I’ve always had a difficult relationship with bread. Don’t get me wrong, I love eating it, but the baking of it was always a bit of a mystery, and a challenge.
With regards to eating it, I like it rather too much for my own good, to be honest. I’m one of those lucky people who, medically, should really eat a low carb diet. Pesky endocrine system.
Bread is now a treat for me, and so I decided that if I do eat it, it has to be really GOOD bread. Not for me the products of the Chorleywood process high speed mixers, mainly because I don’t like the texture, but also because it leaves me feeling like there should have been something else in there. There seems to be no substance to it. A bit like when you read an eagerly anticipated book that never seems to get anywhere. You reach the end thinking “Was that it?” (I will add a disclaimer that I am very well aware that sometimes, the cheapest of the supermarket loaves is all that some can afford. This is not denigrating them, this is about MY personal choice.)
Bread used to be a proper ‘filler upper’. If you only had bread and small beer, you needed that bread to be substantial, to keep you going. Can you imagine a field worker or manual labourer eating two slices of Mother’s Pride or Tesco’s value and then going on to do a full day of very physical work?
Bread should be flavourful, and have a density to it, not squish to nothing and dissolve if it gets wet.
I will admit that it does depend on what you need it for, of course. A light, crisp baguette, just with butter, is a thing of beauty, though fleeting as the properly made ones last a day only.
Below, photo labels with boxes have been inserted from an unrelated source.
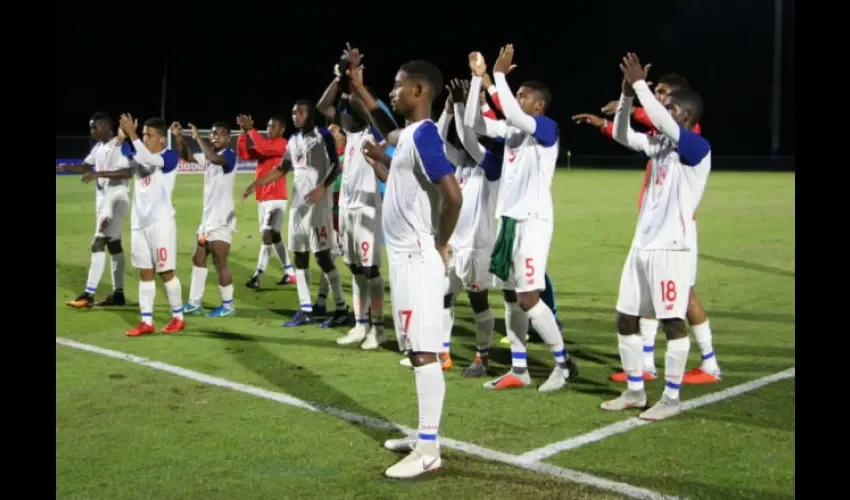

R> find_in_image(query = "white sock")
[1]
[272,241,295,276]
[528,300,568,369]
[139,281,156,325]
[442,307,455,353]
[218,283,233,309]
[314,270,331,306]
[351,273,369,325]
[367,276,384,329]
[664,337,691,399]
[505,302,528,373]
[165,276,183,319]
[413,363,446,456]
[110,252,124,292]
[640,318,658,373]
[86,252,106,295]
[295,269,319,312]
[617,335,644,391]
[324,268,347,309]
[475,308,496,359]
[691,320,720,375]
[189,266,210,306]
[254,245,272,276]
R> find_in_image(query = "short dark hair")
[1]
[212,122,230,134]
[520,80,552,111]
[656,73,691,90]
[670,89,704,126]
[399,59,443,98]
[144,117,168,137]
[91,111,112,128]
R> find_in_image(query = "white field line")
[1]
[519,367,794,463]
[56,337,679,500]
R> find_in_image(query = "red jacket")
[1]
[236,129,287,201]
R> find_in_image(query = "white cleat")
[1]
[360,326,387,351]
[537,366,570,392]
[336,325,366,345]
[638,396,682,422]
[384,449,443,479]
[599,391,646,411]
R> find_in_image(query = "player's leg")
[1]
[384,249,446,479]
[513,219,577,392]
[601,249,652,411]
[640,250,693,420]
[183,230,210,315]
[207,232,236,318]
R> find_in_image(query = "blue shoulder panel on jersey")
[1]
[319,127,339,165]
[676,125,711,167]
[413,121,455,182]
[481,151,504,181]
[160,149,180,174]
[121,141,136,158]
[221,148,236,174]
[534,115,558,147]
[369,125,384,142]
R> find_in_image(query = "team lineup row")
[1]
[58,45,720,478]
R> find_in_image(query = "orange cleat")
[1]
[608,372,655,384]
[682,368,720,385]
[160,318,186,333]
[124,321,156,337]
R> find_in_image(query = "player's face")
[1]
[266,120,286,139]
[142,125,165,153]
[292,104,310,128]
[516,87,546,116]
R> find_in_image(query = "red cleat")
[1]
[124,322,156,337]
[608,372,655,384]
[160,318,186,333]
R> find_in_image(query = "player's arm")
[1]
[413,122,463,248]
[463,75,507,137]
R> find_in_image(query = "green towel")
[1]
[490,217,516,281]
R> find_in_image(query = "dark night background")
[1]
[56,0,795,169]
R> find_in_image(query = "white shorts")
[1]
[488,219,553,293]
[388,248,446,353]
[94,191,130,240]
[339,207,383,267]
[449,249,486,294]
[617,248,695,319]
[288,205,336,254]
[257,200,286,233]
[130,218,177,273]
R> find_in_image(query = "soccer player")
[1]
[464,44,576,392]
[56,113,130,308]
[236,115,295,290]
[573,73,721,384]
[242,100,348,327]
[349,56,463,479]
[87,114,186,337]
[185,122,236,318]
[317,49,386,350]
[602,53,711,421]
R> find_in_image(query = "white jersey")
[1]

They go dry very fast.
A dense, hearty wholemeal loaf can be spectacular, eaten with chunks of cheese and pickles. The homeliness of a soda bead, quick to make and oh so fast and easy to eat.
The sourdough, the original bread more than likely, with its long leavening and proving, brings a tanginess along with the trademark holes in the body of the bread, and then that lovely chew to the bottom crust, and the crackling crisp to the top.
Thanks to the no knead crock pot method, I have been having fun making extremely nice bread at home.
But prior to finding that method, I bought two of Paul Hollywood’s books, and worked through some of those recipes. He has a very good way of explaining what to do, and how things work. For me, his recipes took away what I now realise was a fear of working with bread dough. A nervousness that I would somehow spoil whatever I was making and it would all collapse if I was too rough with it/not rough enough/got stuck to it.
I am much more confident in my bread making now, thanks to those recipes. I’m also a convert to using cold water for the liquid, not warm, as it makes the yeast work harder, and seems to develop the flavour much better too.
Talking of flavour, please do not skimp on the salt. It really is needed in bread making, or the taste is just flat and doughy.
I do like the flavour that the overnight or longer rises give. They use very little yeast, so the dough is forced to work hard, and on one occasion, it was akin to sourdough, without using a sourdough starter. I might even give that a try again. Who knows.
This week I decided I wanted to bake some rolls to go with some Turner and George burgers on Friday and some Cookwitch-made burgers on Saturday. I’m not a huge fan of brioche style buns, simply because they can get a bit soggy too fast. I wanted white, soft rolls, but fairly substantial.
Cue a Mr Hollywood recipe.
You will need:
500g bread flour (I used 400g Wright’s bread flour and 100g plain)
8g salt
10g fast action yeast
20g soft unsalted butter (I used salted, it’s what I had.)
320ml cold water
Put the flour, salt and yeast in a bowl (take care to separate yeast and salt).
Add the butter and rub that in a little so it’s distributed.
Add 240ml of the water and mix using one hand like a dough hook.
Trickle in the remaining water and continue mixing until it comes together. I added a little too much, but just added a tsp of flour to bring it back.
Knead until it starts to feel springy. I oil my hands with olive oil, which really helps with any stickiness. Knead for around 4-5 minutes. (I’ve timed this and made it more fun by listening to old rock songs. It’s usually about 2 Lemmys and a Black Sabbath. Or one Hawkwind.)
Form the now smooth dough into a ball, put into an oiled bowl, cover with cling film, or put a plastic bag over it, and leave to rise for about 2 hours. It may double in size faster if the temperature is high.
Turn out the dough on to a floured surface and flatten out into a square.
Divide the dough into about 12 lumps and shape each piece into a ball. (I will admit to weighing the dough, and then weighing each piece. You do not have to do that!)
I use an old store card as a dough scraper/cutter, and it works really well! Each lump was approximately 71g.
Pop the rolls onto a lined baking tray and cover with oiled cling film* for about hour until they have proved again.
My baking tray is 10.5 “ x 14.5”. I thought that might be useful.
Heat the oven to 220C (200C fan) and pop a roasting tray in the bottom.
When proved, fill the roasting tray with hot water and pop the rolls in the oven. The steam from the tray gives them a nice crust.
Bake for about 15 minutes until they are golden on top. Tap the bottoms and if they sound hollow, they’re done. Rest on a wire rack, so the bottoms don’t go soggy.